Confesso que me escandaliza o fato de termos que matar para comer (ou mandar matar, o que nos livra do remorso). Para sobreviver, todo animal ao nosso redor tem que ser anoréxico. Pegou um corpinho, a gente começa a sorrir para ele de maneira suspeita.
Se as galinhas soubessem ler, gelariam ao ver anúncios como: “Frango abatido na hora”.
- São os nossos filhos, diriam, com lágrimas nos olhos.
Assim que a loja (“Boutique de frango”!) fosse aberta, entraria a freguesa à cata de novidades, riso cruel para os frangos. E ainda lhes exigiria o sangue para o sagrado molho pardo.

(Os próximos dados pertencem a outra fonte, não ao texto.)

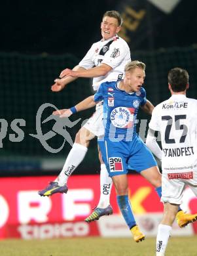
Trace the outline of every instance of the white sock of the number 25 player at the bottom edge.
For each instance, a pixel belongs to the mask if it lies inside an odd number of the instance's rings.
[[[159,224],[156,236],[156,256],[165,255],[168,239],[170,238],[171,226]]]

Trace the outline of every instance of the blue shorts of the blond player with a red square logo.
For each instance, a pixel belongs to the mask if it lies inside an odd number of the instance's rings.
[[[105,138],[98,140],[98,144],[110,177],[126,174],[128,169],[140,173],[157,165],[151,151],[138,135],[132,141],[112,142]]]

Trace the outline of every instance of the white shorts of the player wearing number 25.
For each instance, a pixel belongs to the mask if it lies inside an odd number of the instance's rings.
[[[197,171],[193,171],[193,179],[169,179],[169,173],[162,174],[162,198],[161,202],[181,204],[185,186],[197,196]],[[173,173],[174,175],[174,173]]]

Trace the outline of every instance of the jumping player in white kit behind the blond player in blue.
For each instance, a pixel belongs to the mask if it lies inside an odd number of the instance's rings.
[[[62,71],[60,74],[62,79],[55,80],[55,84],[52,85],[52,91],[61,91],[65,85],[71,83],[77,77],[93,77],[93,88],[95,91],[104,81],[116,81],[122,78],[124,66],[130,62],[130,49],[126,41],[117,35],[121,24],[122,18],[119,12],[105,12],[101,22],[102,39],[92,45],[88,53],[79,62],[79,65],[75,66],[73,70],[65,69]],[[103,135],[102,118],[103,106],[98,104],[95,114],[88,119],[87,123],[77,133],[73,148],[67,156],[60,175],[54,182],[50,182],[49,186],[44,190],[39,191],[41,196],[51,196],[57,192],[67,192],[67,179],[84,159],[90,140]],[[109,203],[112,180],[107,173],[100,153],[99,160],[101,161],[100,200],[98,207],[86,221],[94,221],[94,213],[97,210],[99,210],[99,213],[96,215],[96,219],[99,219],[101,215],[113,213]]]

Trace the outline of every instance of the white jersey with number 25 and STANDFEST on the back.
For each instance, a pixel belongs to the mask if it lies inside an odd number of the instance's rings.
[[[197,100],[172,95],[154,108],[149,127],[161,133],[162,173],[197,169]]]

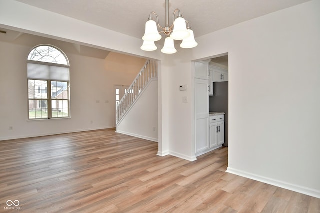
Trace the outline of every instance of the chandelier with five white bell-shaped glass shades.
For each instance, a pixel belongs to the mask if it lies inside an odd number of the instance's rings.
[[[177,13],[177,14],[176,14]],[[152,14],[156,17],[156,22],[152,18]],[[161,52],[166,54],[173,54],[176,52],[174,47],[174,40],[182,40],[180,47],[193,48],[198,44],[194,39],[194,34],[189,26],[189,22],[185,20],[179,9],[175,9],[173,12],[173,24],[169,25],[169,0],[165,0],[165,27],[159,24],[158,15],[155,12],[150,12],[149,18],[145,23],[145,33],[142,37],[143,44],[141,49],[144,51],[153,51],[157,49],[154,42],[162,38],[159,32],[166,35],[164,40],[164,46]],[[186,26],[187,24],[187,26]],[[158,31],[157,26],[161,29]]]

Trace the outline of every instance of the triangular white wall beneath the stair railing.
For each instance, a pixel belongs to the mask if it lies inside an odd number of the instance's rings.
[[[151,80],[139,94],[124,119],[118,124],[119,133],[158,142],[158,81]]]

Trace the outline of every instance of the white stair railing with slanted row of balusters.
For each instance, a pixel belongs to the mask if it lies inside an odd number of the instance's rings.
[[[116,124],[119,123],[123,116],[128,112],[150,80],[157,77],[157,61],[147,60],[119,103],[116,105]]]

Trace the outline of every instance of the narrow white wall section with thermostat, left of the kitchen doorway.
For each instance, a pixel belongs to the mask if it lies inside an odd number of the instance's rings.
[[[191,50],[192,51],[192,50]],[[175,57],[167,59],[166,72],[168,73],[167,86],[164,88],[168,94],[168,131],[169,154],[195,160],[195,146],[192,144],[192,114],[194,89],[191,77],[193,76],[193,63],[179,49]],[[180,85],[187,85],[187,90],[180,91]],[[182,101],[187,97],[187,103]]]

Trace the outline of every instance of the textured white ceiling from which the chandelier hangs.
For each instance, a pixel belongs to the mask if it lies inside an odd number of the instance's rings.
[[[165,0],[16,0],[141,38],[149,13],[165,25]],[[169,23],[175,8],[189,21],[195,37],[309,0],[170,0]]]

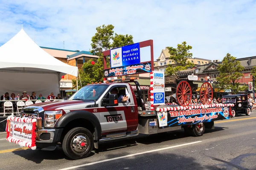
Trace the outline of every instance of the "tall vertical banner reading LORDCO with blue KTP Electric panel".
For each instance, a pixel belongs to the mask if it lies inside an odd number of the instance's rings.
[[[154,93],[154,104],[164,104],[165,88],[164,88],[164,72],[163,71],[152,71],[153,72],[153,93]]]

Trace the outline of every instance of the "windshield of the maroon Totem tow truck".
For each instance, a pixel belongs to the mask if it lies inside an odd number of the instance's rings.
[[[94,101],[103,94],[108,85],[87,85],[73,94],[69,100]]]

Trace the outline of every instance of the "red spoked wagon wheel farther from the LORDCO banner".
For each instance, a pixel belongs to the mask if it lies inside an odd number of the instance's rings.
[[[204,105],[209,105],[212,102],[212,86],[209,82],[204,82],[200,88],[200,100]]]

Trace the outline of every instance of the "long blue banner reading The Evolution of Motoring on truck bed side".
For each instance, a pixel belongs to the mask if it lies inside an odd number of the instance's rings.
[[[230,119],[228,107],[206,108],[180,111],[157,112],[158,125],[162,127],[173,127],[181,125],[192,125],[201,122],[212,122],[215,120]],[[163,114],[162,114],[163,113]],[[167,119],[166,123],[163,120]]]

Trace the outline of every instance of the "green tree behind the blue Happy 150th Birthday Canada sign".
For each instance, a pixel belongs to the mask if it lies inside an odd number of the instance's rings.
[[[104,78],[104,58],[103,58],[103,51],[110,50],[112,48],[121,47],[124,45],[130,45],[133,44],[133,37],[131,35],[122,35],[122,34],[116,34],[113,31],[114,26],[108,25],[108,26],[99,26],[96,28],[96,33],[92,37],[92,43],[91,47],[92,50],[91,53],[95,54],[96,56],[99,56],[98,59],[90,59],[87,62],[85,62],[82,66],[82,69],[79,70],[79,74],[81,77],[81,83],[80,79],[78,79],[78,88],[81,88],[82,86],[87,85],[87,83],[92,82],[103,82]],[[107,58],[107,67],[110,66],[109,58]],[[92,65],[91,62],[94,61],[95,64]],[[73,88],[76,88],[76,80],[73,80]]]

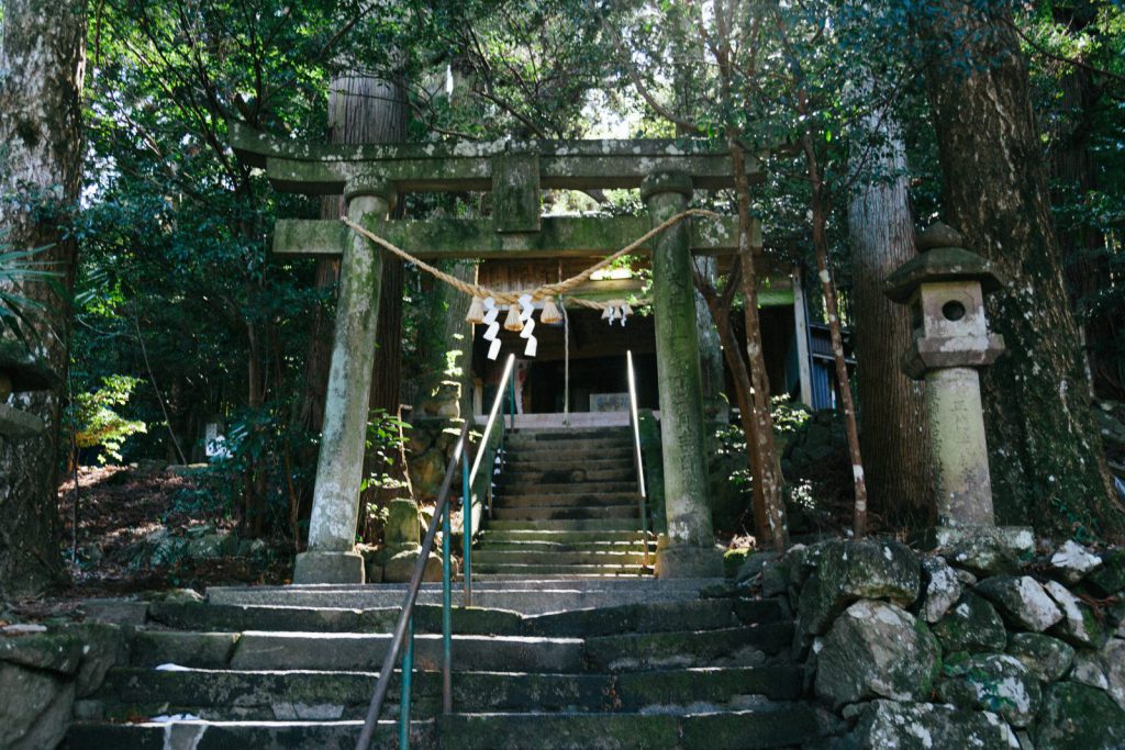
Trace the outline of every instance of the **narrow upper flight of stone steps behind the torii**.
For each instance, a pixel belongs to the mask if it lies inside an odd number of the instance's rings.
[[[475,579],[651,575],[628,427],[521,430],[506,450]]]

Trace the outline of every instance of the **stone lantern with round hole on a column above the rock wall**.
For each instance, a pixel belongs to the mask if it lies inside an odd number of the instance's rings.
[[[996,361],[1004,337],[990,334],[984,295],[1002,287],[991,264],[965,250],[961,234],[934,224],[920,254],[886,279],[886,296],[910,307],[914,328],[902,371],[926,382],[938,534],[992,527],[984,415],[978,370]]]

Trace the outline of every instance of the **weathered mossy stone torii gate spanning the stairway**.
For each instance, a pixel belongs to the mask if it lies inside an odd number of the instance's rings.
[[[231,142],[273,187],[343,195],[348,217],[425,259],[602,257],[684,211],[694,189],[734,186],[729,152],[699,139],[500,141],[493,143],[320,145],[232,125]],[[748,177],[760,181],[755,160]],[[543,217],[542,189],[640,188],[641,217]],[[389,220],[404,192],[492,191],[489,219]],[[755,236],[760,233],[755,232]],[[662,577],[719,575],[704,454],[703,398],[691,254],[737,249],[731,217],[681,222],[654,237],[652,308],[664,446],[667,545]],[[294,582],[363,582],[354,550],[368,418],[380,251],[334,220],[280,220],[273,252],[342,256],[332,364],[324,409],[308,551]]]

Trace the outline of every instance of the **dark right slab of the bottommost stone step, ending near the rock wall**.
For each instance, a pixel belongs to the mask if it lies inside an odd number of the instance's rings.
[[[441,748],[458,750],[760,750],[820,737],[826,720],[803,703],[746,711],[660,714],[454,714],[438,721]]]

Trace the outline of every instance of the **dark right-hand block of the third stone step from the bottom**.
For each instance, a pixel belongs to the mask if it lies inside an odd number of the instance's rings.
[[[793,624],[763,623],[724,630],[605,635],[586,639],[592,669],[631,671],[729,662],[755,666],[789,649]]]

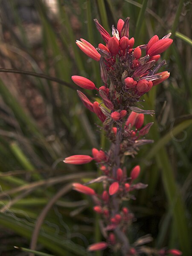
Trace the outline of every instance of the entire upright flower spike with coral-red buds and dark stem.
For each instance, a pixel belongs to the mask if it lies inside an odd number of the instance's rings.
[[[135,199],[130,193],[134,189],[144,189],[147,185],[135,183],[140,174],[140,166],[135,166],[127,172],[123,166],[126,155],[134,156],[141,145],[152,143],[146,140],[145,135],[153,123],[143,126],[144,114],[153,114],[137,107],[137,102],[144,93],[169,77],[167,71],[157,73],[160,67],[166,64],[163,60],[157,66],[160,53],[171,44],[171,33],[159,39],[154,35],[148,44],[134,48],[134,38],[129,37],[129,17],[125,22],[119,19],[117,28],[112,26],[112,36],[95,19],[96,28],[100,32],[105,44],[98,48],[81,38],[76,41],[78,47],[90,58],[100,63],[103,85],[96,85],[82,76],[72,76],[72,80],[79,87],[97,90],[102,103],[90,102],[87,96],[78,90],[78,95],[84,106],[95,113],[102,122],[102,129],[106,137],[111,140],[108,151],[92,149],[92,156],[73,155],[65,158],[65,163],[84,164],[95,160],[102,171],[102,176],[81,185],[74,183],[76,191],[90,195],[95,206],[94,211],[101,215],[101,232],[105,242],[89,246],[88,250],[104,250],[110,247],[113,251],[121,251],[121,255],[158,255],[168,253],[181,255],[179,250],[156,250],[144,247],[143,244],[151,241],[145,236],[134,244],[130,244],[127,230],[135,220],[134,214],[127,207],[122,207],[122,201]],[[143,52],[142,52],[143,51]],[[88,187],[91,183],[102,183],[103,192],[98,195],[95,190]]]

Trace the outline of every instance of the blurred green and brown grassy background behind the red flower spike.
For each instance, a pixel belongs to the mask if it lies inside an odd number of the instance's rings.
[[[149,246],[191,255],[192,2],[183,0],[0,1],[0,255],[28,255],[30,244],[55,256],[93,255],[86,247],[102,240],[92,202],[71,190],[74,181],[95,177],[97,167],[62,160],[93,147],[107,151],[109,142],[71,76],[102,86],[99,63],[80,51],[76,39],[97,47],[103,41],[93,18],[111,34],[126,17],[135,47],[153,35],[172,32],[174,39],[161,58],[169,79],[144,97],[144,108],[156,112],[145,118],[154,122],[148,134],[154,144],[126,160],[128,173],[140,164],[139,180],[149,184],[136,201],[125,202],[137,218],[128,236],[134,242],[150,233]]]

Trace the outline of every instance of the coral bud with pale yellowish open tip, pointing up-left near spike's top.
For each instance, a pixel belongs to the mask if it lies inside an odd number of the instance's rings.
[[[76,41],[77,46],[81,49],[81,51],[83,51],[87,56],[89,56],[90,58],[92,58],[95,61],[99,61],[101,55],[99,54],[99,52],[97,52],[97,50],[95,49],[95,47],[90,44],[89,42],[87,42],[84,39],[80,39],[81,41]]]

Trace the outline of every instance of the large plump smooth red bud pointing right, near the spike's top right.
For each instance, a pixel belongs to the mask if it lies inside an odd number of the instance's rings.
[[[164,38],[157,41],[148,49],[148,55],[154,56],[164,52],[171,44],[173,40],[171,38]]]

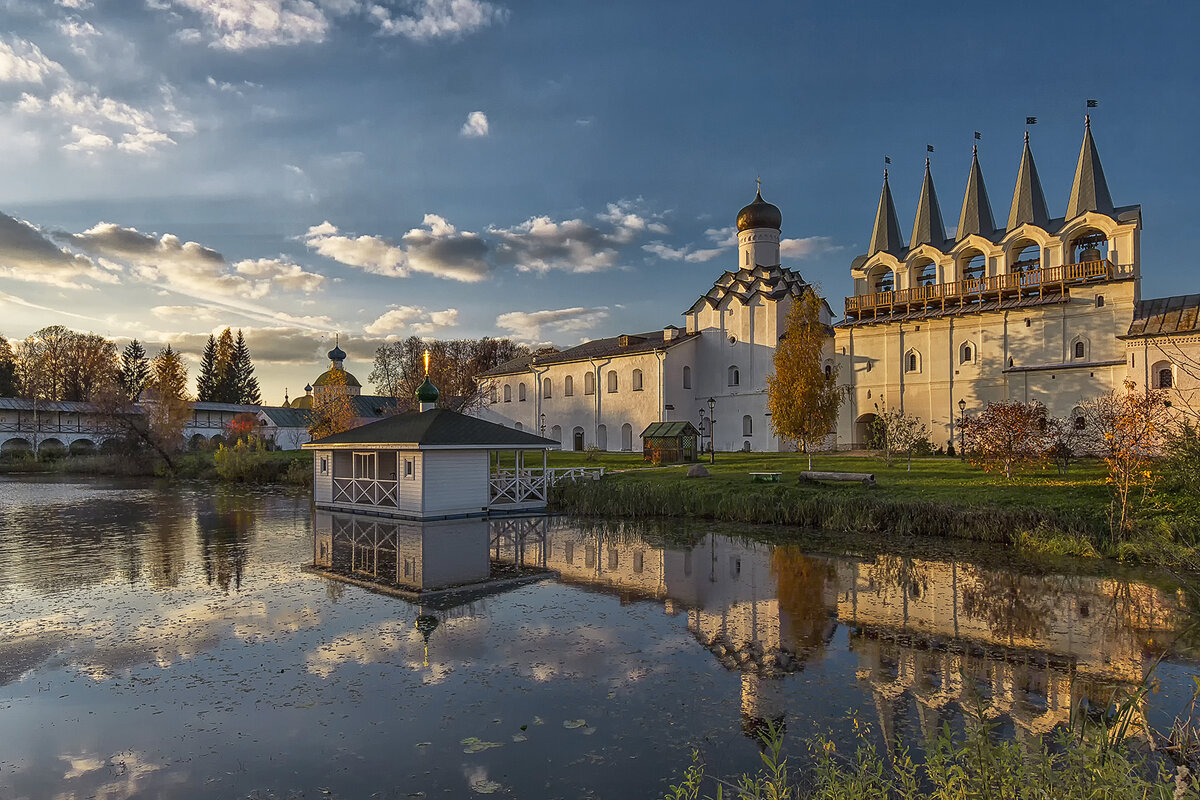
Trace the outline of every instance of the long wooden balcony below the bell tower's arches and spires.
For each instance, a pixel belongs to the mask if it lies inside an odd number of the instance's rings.
[[[1132,266],[1116,266],[1105,259],[1103,261],[1048,266],[1027,272],[995,275],[986,278],[931,283],[911,289],[876,291],[875,294],[846,297],[846,319],[870,320],[896,311],[928,309],[936,312],[989,300],[1066,294],[1068,287],[1102,283],[1124,277],[1133,277]]]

Pensem num boi, no restaurante, ouvindo o cliente pedir ao garçom:
- Quero meu bife sangrando.
Se o boi soubesse que, retirado do pasto para entrar num caminhão, está selando seu destino, diria para o boiadeiro:
- Dê o endereço do matadouro, que eu vou a pé mesmo.
E, claro, desapareceria no mato, mesmo correndo o risco de ser comido por outro bicho.
Os bois espertos comeriam ervas emagrecedoras para viverem mais.
Humor negro: porco esclarecendo, ao mostrar para o colega uma rodilha de linguiça:
- Depois de moídos, entramos por essa tripa. No supermercado chamam isso de embutido.
A porcada riria até chorar.
Deve ser do primeiro porco que viu alguém vindo com a faca pro seu lado a frase:
- É agora que a porca torce o rabo.
É triste ter que comer para sobreviver, tanto tempo após termos deixado a irracionalidade. Inventamos a ética, a filosofia, a psicologia, a civilização, a cidadania (bois e porcos, por serem rurais, não têm o direito de serem cidadãos?), mas não conseguimos nos livrar do magarefe, do pescador e até do verdureiro.
Sim, pois estudiosos já concluíram que tudo no mundo tem sentimentos, dores e angústias, a começar por árvores, verduras e legumes. Daí que não tem sentido e constitui das maiores crueldades uma salada de tomate, alface, pepino, a salsinha correndo por fora.
Das duas, uma: ou está certo o urso, que consegue viver de mel, o que não mata ninguém, ou o certo fosse como antigamente, quando nos comíamos uns aos outros. Pelo menos era digno: a lei do mais forte, quando todos os que hoje comiam poderiam, amanhã, experimentar o reverso da medalha. Por isso as mulheres fugiam às léguas dos homens que, nas calçadas de então, lhes diziam:
- Gostosa.
E os homens cortavam caminho para evitar os fortões vestidos de couro que os elogiavam:
- Que mocotó.
A lei do mais forte implicava que o amigo de hoje podia ser o almoço de amanhã. Não havia, aliás, amizades e sim interesses.
- Tô cultivando o cara, segredavam os mais políticos.
Os magros só seriam descobertos em tempo de crise (daí a expressão “vacas magras”).
Tem a ver, denominar nosso ciclo de sobrevivência física de “cadeia alimentar”.
É que estamos realmente presos. E o carcereiro fugiu e jogou a chave fora.